Adverts for things such as prescription drugs, because if you sell it out too much, or its fake, it could have quite a large effect on one, or even many lives. Also things that may be used in the medical industry, also are quite strictly regulated overall due to if you make it sound really fake, but convincing, then the buyer may be tempted to buy, and find out it was a lie.

3. Do you think adverts need to be regulated. What harm might they do (if any)?

I think adverts need to be regulated. They need to have a limit on what they show. But of course, sometimes, regulation can go over the top, and can be too regulated, basically barring a lot of speech if regulated too much. So there is a limit on adverts being regulated, but too many rules and restrictions certainly hinder how much an ad can say, so there are limits.

4. Create your own set of regulations - about 10 rules which you think should apply to advertisers.

1. Don't over-sexualise body parts

2. Don't consider another race more superior or better than another one

3. There is no "ideal" body type. Don't make only one body type be the ideal one.

4. Mixed-race families are not taboo. They are ok.

5. Make sure the ad does not offend one group of people.

6. Make sure you don't mislead your reader.

7. Make the ads responsible. Make it available for all ages.

8. Try not to make something taboo, rather something normal.

9. If you are staking a claim, support it with proven evidence.

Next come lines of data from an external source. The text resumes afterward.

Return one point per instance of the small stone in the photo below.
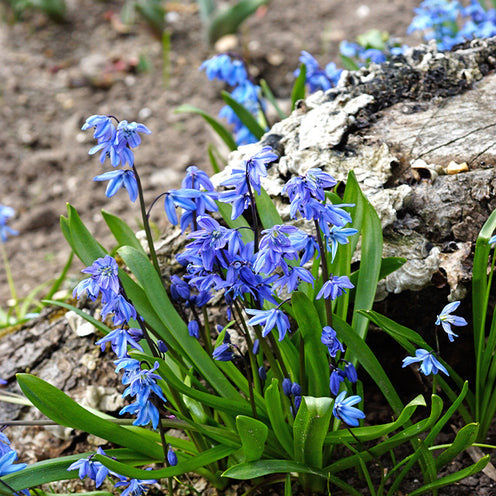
(455, 168)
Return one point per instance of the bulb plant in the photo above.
(268, 387)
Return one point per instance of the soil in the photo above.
(54, 76)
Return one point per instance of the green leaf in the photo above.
(228, 20)
(239, 406)
(149, 280)
(368, 361)
(121, 231)
(185, 464)
(465, 437)
(253, 434)
(221, 130)
(244, 115)
(316, 361)
(372, 432)
(245, 471)
(277, 417)
(370, 263)
(348, 63)
(266, 209)
(298, 91)
(411, 432)
(57, 406)
(270, 96)
(310, 428)
(53, 470)
(453, 478)
(153, 13)
(85, 246)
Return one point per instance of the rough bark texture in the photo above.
(406, 128)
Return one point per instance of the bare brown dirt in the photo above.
(53, 76)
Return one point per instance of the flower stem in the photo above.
(146, 223)
(325, 271)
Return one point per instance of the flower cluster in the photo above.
(450, 23)
(116, 144)
(142, 384)
(97, 472)
(334, 347)
(429, 364)
(8, 456)
(5, 214)
(232, 70)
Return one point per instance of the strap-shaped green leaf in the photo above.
(185, 464)
(221, 130)
(368, 361)
(401, 437)
(53, 470)
(85, 246)
(316, 361)
(245, 471)
(277, 417)
(464, 438)
(228, 20)
(267, 211)
(372, 432)
(149, 280)
(310, 428)
(244, 115)
(253, 435)
(60, 408)
(121, 231)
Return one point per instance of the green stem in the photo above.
(146, 224)
(10, 280)
(325, 271)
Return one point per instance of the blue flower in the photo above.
(7, 465)
(329, 338)
(104, 127)
(270, 319)
(171, 457)
(87, 467)
(117, 179)
(5, 214)
(134, 487)
(222, 67)
(128, 134)
(179, 198)
(223, 353)
(335, 380)
(338, 236)
(195, 178)
(334, 287)
(447, 320)
(252, 169)
(194, 329)
(105, 273)
(344, 410)
(429, 363)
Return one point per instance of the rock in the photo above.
(411, 131)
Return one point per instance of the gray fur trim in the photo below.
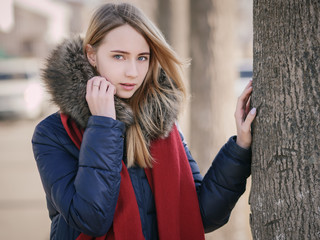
(66, 73)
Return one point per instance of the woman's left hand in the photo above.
(244, 117)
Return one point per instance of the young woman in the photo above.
(112, 162)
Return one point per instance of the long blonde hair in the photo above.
(110, 16)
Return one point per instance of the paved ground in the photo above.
(23, 213)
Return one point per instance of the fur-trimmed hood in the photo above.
(66, 73)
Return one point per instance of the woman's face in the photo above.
(123, 59)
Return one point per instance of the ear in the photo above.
(91, 55)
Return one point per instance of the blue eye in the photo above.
(119, 57)
(142, 58)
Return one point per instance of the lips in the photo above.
(128, 86)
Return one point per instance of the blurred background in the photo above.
(30, 29)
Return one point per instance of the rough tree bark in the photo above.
(285, 193)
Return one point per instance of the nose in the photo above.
(131, 69)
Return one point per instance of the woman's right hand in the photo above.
(100, 97)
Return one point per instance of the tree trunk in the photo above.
(285, 192)
(212, 95)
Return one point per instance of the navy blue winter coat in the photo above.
(82, 187)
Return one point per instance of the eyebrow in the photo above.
(124, 52)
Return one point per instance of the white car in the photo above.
(21, 92)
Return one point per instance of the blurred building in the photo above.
(28, 28)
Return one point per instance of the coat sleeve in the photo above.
(82, 186)
(222, 185)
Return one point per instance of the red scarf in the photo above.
(171, 181)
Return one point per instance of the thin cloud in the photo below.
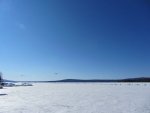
(21, 26)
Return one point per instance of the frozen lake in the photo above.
(76, 98)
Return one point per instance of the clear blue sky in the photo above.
(85, 39)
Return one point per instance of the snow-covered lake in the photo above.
(76, 98)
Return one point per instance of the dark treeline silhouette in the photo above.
(141, 79)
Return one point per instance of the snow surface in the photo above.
(76, 98)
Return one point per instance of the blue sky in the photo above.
(85, 39)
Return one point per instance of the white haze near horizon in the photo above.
(76, 98)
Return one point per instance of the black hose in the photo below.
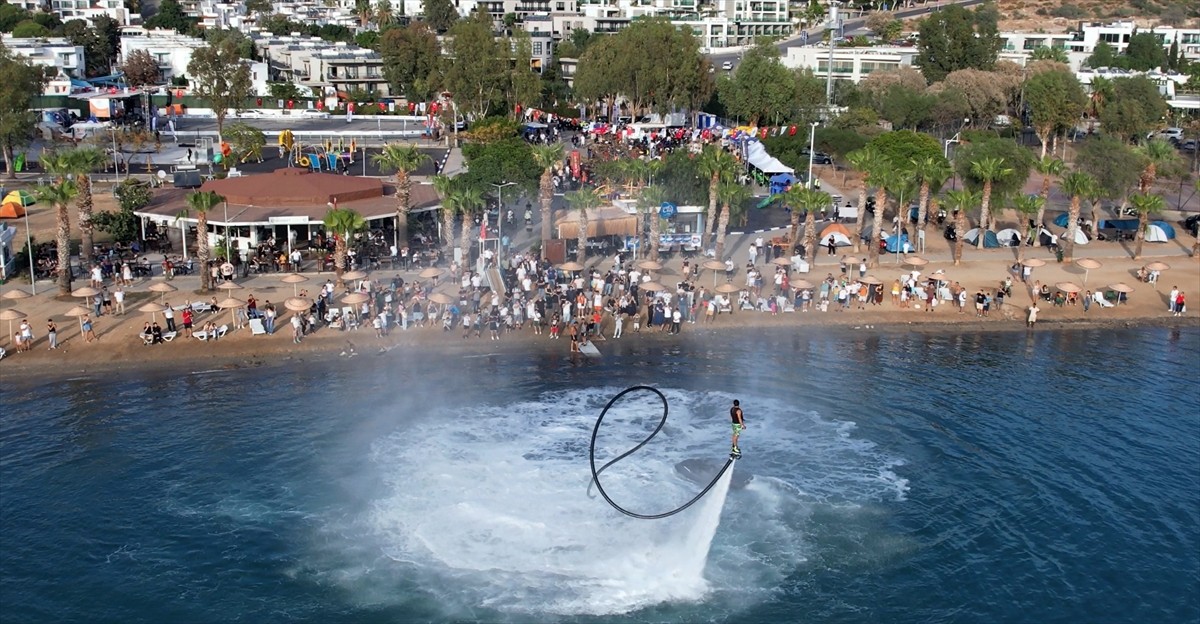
(595, 473)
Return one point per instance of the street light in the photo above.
(499, 221)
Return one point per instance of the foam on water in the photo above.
(490, 505)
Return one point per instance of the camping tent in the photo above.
(12, 210)
(989, 239)
(1159, 232)
(1006, 237)
(904, 246)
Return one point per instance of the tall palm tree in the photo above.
(403, 160)
(81, 162)
(342, 223)
(547, 157)
(931, 172)
(990, 171)
(1049, 167)
(808, 201)
(1158, 155)
(733, 198)
(1077, 185)
(864, 161)
(59, 195)
(1146, 204)
(199, 203)
(1027, 207)
(960, 202)
(719, 167)
(583, 201)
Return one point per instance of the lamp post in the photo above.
(813, 136)
(499, 221)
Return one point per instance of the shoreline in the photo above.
(240, 351)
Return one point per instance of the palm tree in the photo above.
(547, 157)
(1158, 155)
(403, 160)
(733, 198)
(1146, 204)
(808, 201)
(1027, 207)
(583, 201)
(720, 168)
(1048, 167)
(989, 171)
(342, 223)
(931, 172)
(864, 161)
(201, 202)
(960, 201)
(59, 195)
(1077, 185)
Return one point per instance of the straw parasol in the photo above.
(153, 309)
(232, 304)
(78, 312)
(10, 316)
(298, 304)
(293, 279)
(162, 287)
(1087, 264)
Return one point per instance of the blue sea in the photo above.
(1051, 477)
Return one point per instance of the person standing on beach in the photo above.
(739, 425)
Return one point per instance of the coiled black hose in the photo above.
(595, 473)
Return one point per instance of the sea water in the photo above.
(1044, 477)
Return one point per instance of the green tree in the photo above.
(403, 160)
(961, 201)
(441, 15)
(221, 78)
(955, 39)
(342, 223)
(1056, 101)
(1146, 204)
(1027, 207)
(583, 201)
(412, 60)
(1077, 185)
(988, 172)
(1049, 167)
(546, 157)
(199, 203)
(1135, 108)
(718, 167)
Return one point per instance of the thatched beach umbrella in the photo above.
(163, 288)
(10, 316)
(153, 309)
(298, 304)
(1087, 264)
(232, 304)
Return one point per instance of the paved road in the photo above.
(815, 34)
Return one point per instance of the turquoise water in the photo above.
(1050, 477)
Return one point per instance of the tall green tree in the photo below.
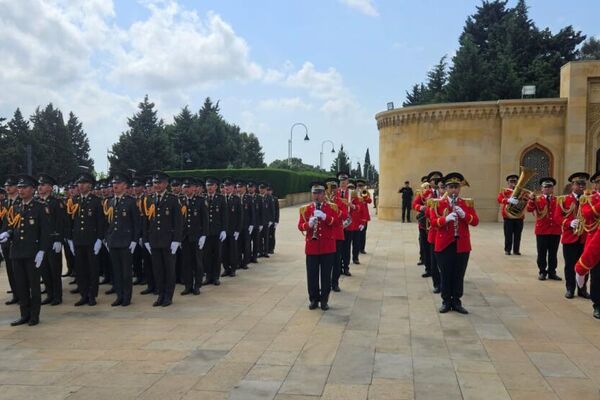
(145, 146)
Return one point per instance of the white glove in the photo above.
(97, 246)
(320, 214)
(574, 224)
(39, 257)
(580, 279)
(451, 217)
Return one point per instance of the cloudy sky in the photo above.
(331, 64)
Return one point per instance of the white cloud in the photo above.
(285, 103)
(175, 49)
(363, 6)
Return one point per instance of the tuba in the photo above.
(516, 210)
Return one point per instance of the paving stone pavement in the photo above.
(254, 338)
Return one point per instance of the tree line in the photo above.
(500, 50)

10. Make everything honest.

11. No sexism or racism

12. No innapropriate adverts to children

13. No negative stereotyping

14. No air brushing

15. No objectification

16. No sexually explicit content

17. Have an appropriate placement location

5. Would the benneton ads pass your set of regulations? Would you ban them? Be prepared to explain why or why not.

The benneton ads would pass most of my regulations. But not one of them, which I stated should be user friendly, and anybody of any age should view them without any discretion. So I would ban them due to the showing of nudity, which I think is bad for kids, so overall, it would be a good ad if it tried not to use nudity and thought of a better alternative.

Who regulates advertising?

In the UK, the Advertising Standards Authority (ASA) Legal, decent, honest and truthful.

Exploring the work of the asa Ltd

1. How many complaints were received?


2. What was the nature of the complaints?

That the ad was offensive due to the man's clothing and dance moves. Complaints were also received for being overtly sexual.

3. What was the ruling (Upheld or not upheld)?

It was not upheld.

4. What explanation was given for the ruling?

While acknowledging that some viewers might have found the ad distasteful, they did not judge the ad to be offensive and in breach of the code. BV

1. How many complaints were received?


2. What was the nature of the complaints?

The ad prompted complaints that the ad was offensive and encouraged bad language amongst children by using the word "booking" in place of a swear word.

3. What was the ruling (Upheld or not upheld)?

Not upheld

4. What explanation was given for the ruling?

They did not uphold the complaints, judging that it was a light hearted play on words that couldn’t be mistaken for an actual swear word. They also ruled that the ad was unlikely to encourage swearing amongst children; any children that did pick up on the joke were unlikely to have learned bad language through the ad itself.

Omega Pharma Ltd

1. How many complaints were received?


2. What was the nature of the complaints?

After seeing a photo of her friend who had lost weight, the other woman in the ad was unhappy about not being able to fit into her holiday wardrobe. The complaints were most likely received due to negative stereotyping of body image and confidence.

3. What was the ruling (Upheld or not upheld)?


4. What explanation was given for the ruling?

They banned the ad because it presented an irresponsible approach to body image and confidence.